Capturing the nature of employment as the economy grew over the 1950s, Peter Fryer suggested that ‘willing black hands drove tube trains, collected bus fares, emptied hospital patients’ bed-pans’. But how willing were these newly recruited workers, and how were they treated? Their opportunities for promotion and access to better paid jobs with greater responsibilities and prospects were often limited by discriminatory attitudes.
Oral histories undertaken with women who came to the UK to nurse reveal evidence of their direction onto a less prestigious training pathway, as well as harassment, bullying and discrimination on the wards.

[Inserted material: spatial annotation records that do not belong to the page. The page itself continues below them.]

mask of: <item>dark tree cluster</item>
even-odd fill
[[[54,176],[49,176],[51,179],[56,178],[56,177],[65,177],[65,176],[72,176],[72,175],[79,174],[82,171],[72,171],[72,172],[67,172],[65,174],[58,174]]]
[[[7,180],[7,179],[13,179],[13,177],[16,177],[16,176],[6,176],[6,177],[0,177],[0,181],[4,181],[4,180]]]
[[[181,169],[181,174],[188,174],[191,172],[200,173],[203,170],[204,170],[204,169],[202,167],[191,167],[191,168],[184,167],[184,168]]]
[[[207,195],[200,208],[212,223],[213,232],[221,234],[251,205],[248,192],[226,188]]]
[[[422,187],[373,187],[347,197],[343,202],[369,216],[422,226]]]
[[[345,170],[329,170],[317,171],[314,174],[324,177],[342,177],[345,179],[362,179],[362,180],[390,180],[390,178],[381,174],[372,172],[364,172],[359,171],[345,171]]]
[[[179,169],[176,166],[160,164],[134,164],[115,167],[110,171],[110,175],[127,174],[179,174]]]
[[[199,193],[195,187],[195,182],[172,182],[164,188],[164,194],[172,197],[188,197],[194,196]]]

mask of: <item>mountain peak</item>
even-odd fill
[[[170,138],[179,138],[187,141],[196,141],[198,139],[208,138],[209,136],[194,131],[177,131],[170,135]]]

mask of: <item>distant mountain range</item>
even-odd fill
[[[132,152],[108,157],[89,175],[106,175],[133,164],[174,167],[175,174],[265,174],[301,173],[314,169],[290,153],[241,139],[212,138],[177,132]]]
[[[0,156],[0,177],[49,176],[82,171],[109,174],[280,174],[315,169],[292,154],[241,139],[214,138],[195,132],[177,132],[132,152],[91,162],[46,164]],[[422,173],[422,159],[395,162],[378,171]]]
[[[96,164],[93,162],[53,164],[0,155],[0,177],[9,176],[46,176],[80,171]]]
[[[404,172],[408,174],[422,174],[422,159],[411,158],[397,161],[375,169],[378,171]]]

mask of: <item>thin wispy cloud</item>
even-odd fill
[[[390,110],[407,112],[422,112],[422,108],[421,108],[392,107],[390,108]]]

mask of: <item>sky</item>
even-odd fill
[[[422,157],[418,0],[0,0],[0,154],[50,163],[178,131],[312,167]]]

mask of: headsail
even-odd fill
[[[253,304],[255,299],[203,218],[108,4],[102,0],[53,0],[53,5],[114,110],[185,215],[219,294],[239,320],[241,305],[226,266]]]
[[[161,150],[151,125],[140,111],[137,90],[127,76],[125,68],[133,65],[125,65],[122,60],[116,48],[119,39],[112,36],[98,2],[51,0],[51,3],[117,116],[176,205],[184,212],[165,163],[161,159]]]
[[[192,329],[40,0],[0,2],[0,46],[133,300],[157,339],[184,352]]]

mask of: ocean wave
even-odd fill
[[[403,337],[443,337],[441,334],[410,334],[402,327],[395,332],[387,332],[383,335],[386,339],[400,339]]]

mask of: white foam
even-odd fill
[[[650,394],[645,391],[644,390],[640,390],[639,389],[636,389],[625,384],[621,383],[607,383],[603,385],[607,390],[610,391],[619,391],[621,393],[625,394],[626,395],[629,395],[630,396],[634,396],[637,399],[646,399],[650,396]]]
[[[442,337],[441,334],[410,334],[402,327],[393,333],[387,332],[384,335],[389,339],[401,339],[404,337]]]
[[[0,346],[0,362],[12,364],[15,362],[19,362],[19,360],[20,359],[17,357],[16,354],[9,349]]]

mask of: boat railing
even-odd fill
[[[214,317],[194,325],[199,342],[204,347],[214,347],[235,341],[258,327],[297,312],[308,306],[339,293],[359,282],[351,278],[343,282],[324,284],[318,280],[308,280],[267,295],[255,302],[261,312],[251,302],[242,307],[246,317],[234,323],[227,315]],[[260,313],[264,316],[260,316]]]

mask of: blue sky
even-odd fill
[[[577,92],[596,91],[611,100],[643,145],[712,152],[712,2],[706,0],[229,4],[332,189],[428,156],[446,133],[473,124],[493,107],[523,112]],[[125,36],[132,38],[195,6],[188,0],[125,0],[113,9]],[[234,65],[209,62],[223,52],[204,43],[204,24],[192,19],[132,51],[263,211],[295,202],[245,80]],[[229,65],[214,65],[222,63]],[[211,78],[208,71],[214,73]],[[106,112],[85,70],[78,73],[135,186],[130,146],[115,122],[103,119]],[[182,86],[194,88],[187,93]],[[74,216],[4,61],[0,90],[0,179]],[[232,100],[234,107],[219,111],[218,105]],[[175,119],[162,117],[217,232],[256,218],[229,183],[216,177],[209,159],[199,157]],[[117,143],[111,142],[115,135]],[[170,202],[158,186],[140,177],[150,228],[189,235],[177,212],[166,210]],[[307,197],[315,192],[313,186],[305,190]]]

However, these histories also reveal the intense pride women felt in their work as well as in their contributions to the NHS and to the health of the UK population in general.
Brie and Georgiana who left the Caribbean in the early 1950s to train as nurses in the UK told me that they experienced a range of discriminatory attitudes and behaviour, and were often restricted to undertaking some of the most menial tasks during training:
‘We were told to clean lockers and the beds, we were made to go and clean the wheelchairs and the commodes…we did a lot of menial jobs’.
Patients too were too often difficult:
‘When I first started coming in the country and was nursing, the older patient was not used to black people so they were very nasty. They will take their things and throw at you or call you black and whatever and things like that, but you look beyond that because you know what you want out of your life eventually’.
This stoicism and pride in their work helped these young women survive:
‘Black people, we were treated differently … but we didn’t worry because we know what we wanted to achieve and what we had to do and we did it, and we did it by making jokes with each other and laughing and doing our work properly’.
Men too often found that their skills were unrecognised, although in later years, some individuals who took manual jobs in construction or in factories did move into other types of work. Clinton Edwards, who had been in the RAF during the war, returned to England on the Empire Windrush. He found a job as a welder but instead of welding he was given a shovel and a wheel barrow and told to clean up.
Disliking this work, he re-enlisted and after another eight years in the RAF joined British Oxygen as a lab technician welding metals. As he told the interviewer: ‘my life in England has been good and I enjoy my work, and my work mates and they treat me nice’. And as Brie, Georgiana and Clinton explained, their life was in the UK, as that was where their children and grandchildren lived.
Over seven decades, men and women like Clinton, Brie and Georgiana and many hundreds of thousands of their compatriots have made not only a life here, but also a key contribution to British economic growth and to a substantial shift in British culture and social attitudes.